When EtudeEval is open-source, the community finds bugs we missed, proposes evaluation scenarios we had not considered, and contributes domain expertise that no single team can accumulate alone. In the eighteen months since we published Practice-bench, we have received contributions from researchers in education, cognitive science, and clinical medicine — fields that have deep expertise in how practice and assessment interact. Those contributions have made our tools substantially better than they would have been if we had developed them in isolation.

Transparency builds trust with enterprise customers

Enterprise customers deploying AI systems in high-stakes environments — healthcare, legal services, financial analysis — need to understand what they are deploying. When our evaluation methodology is open and independently verifiable, customers can conduct their own audits. They are not asked to trust our claims; they can examine our methods. This is a stronger foundation for a commercial relationship than any amount of proprietary capability claims.

Academic credibility through peer review

Open publication means our work is subject to peer review by the broader research community. That scrutiny has caught real errors and forced us to sharpen our thinking in ways that have improved our subsequent work. The discipline of writing for an audience that will push back is different from the discipline of internal documentation. The former produces better science.

Top researchers want to work on visible, cited projects

The researchers we most want to hire are researchers who care about their scientific impact. Those researchers are drawn to organizations whose work is published, cited, and part of the ongoing scientific conversation. A lab that publishes nothing is invisible to the people who are paying attention to the field. Open science is, among other things, a recruiting strategy.

What's Next

Our commitment to open science is not static. We are actively expanding the scope and depth of what we share with the community.

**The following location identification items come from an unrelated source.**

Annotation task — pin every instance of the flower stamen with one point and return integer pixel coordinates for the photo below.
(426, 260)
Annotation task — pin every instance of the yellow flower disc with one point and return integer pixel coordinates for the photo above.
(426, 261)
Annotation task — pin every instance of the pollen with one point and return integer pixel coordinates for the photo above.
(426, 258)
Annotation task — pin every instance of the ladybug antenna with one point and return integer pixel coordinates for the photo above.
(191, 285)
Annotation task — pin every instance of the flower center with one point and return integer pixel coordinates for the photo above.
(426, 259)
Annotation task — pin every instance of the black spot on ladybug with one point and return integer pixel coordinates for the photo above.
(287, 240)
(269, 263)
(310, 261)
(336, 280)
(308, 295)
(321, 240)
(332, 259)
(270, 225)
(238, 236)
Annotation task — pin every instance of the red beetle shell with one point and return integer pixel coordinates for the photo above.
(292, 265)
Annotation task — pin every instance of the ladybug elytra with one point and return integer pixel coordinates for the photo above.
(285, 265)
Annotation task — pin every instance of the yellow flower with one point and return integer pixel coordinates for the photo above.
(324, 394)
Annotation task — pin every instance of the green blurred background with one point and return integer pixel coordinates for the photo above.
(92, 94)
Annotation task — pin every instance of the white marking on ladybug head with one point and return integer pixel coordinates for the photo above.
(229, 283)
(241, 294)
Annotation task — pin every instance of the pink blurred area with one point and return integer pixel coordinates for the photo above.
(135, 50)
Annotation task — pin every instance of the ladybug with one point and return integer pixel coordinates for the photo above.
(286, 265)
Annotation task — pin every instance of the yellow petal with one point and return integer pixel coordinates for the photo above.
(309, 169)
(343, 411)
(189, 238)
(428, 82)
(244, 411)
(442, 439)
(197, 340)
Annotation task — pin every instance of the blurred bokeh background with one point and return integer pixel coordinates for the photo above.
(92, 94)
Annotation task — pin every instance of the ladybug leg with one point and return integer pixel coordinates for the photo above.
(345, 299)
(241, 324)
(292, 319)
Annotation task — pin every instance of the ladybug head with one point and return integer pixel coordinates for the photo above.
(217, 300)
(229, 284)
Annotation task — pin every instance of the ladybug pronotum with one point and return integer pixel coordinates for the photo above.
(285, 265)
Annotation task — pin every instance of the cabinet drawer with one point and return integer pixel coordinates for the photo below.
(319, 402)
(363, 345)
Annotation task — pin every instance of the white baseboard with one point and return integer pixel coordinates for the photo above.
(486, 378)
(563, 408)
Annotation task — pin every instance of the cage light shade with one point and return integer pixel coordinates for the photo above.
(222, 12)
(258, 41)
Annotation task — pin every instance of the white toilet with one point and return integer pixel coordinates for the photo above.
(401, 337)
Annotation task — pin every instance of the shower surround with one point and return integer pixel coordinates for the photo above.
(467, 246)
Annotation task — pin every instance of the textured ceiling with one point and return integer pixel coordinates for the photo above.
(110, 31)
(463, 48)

In the coming months, we will publish the full specification for our next-generation benchmark suite, including the item generation methodology, the calibration procedure, and the statistical framework we use to convert raw scores into capability estimates. We will also release a set of community evaluation tools that allow researchers to contribute new tasks and domains to our benchmark ecosystem through a structured review process.

We are organizing a series of open workshops, both virtual and in-person, focused on evaluation methodology. These will bring together researchers from academia, industry, and civil society to discuss the state of AI evaluation, identify gaps in current approaches, and develop shared standards. The outputs of these workshops — position papers, benchmark contributions, methodology guidelines — will all be published openly.

We are also deepening our commitment to collaborative research. We have ongoing joint projects with university research groups across North America and Europe, and we are expanding these partnerships. Research conducted in collaboration with academic groups is published jointly, with all data and code released. We do not require exclusivity or impose publication delays.

There is a version of the AI industry that develops behind closed doors, where capabilities are guarded as trade secrets, evaluation frameworks are proprietary, and the scientific record is whatever the largest labs choose to disclose. We think that version ends badly — for science, for safety, and ultimately for the organizations that pursue it. Trust cannot be manufactured through secrecy. It has to be earned through transparency.

At Etude AI, we are building the kind of organization we would want to exist if we were researchers on the outside, trying to understand what was happening at the frontier. That means publishing what we find, releasing the tools we build, and treating the broader research community as collaborators rather than competitors.

The score on a benchmark matters. The methodology behind the score matters more. We publish both.

References

Merton, R. K. (1973). The Sociology of Science: Theoretical and Empirical Investigations. University of Chicago Press.
Ioannidis, J. P. A. (2005). “Why Most Published Research Findings Are False.” PLoS Medicine, 2(8), e124.
Baker, M. (2016). “1,500 Scientists Lift the Lid on Reproducibility.” Nature, 533, 452–454.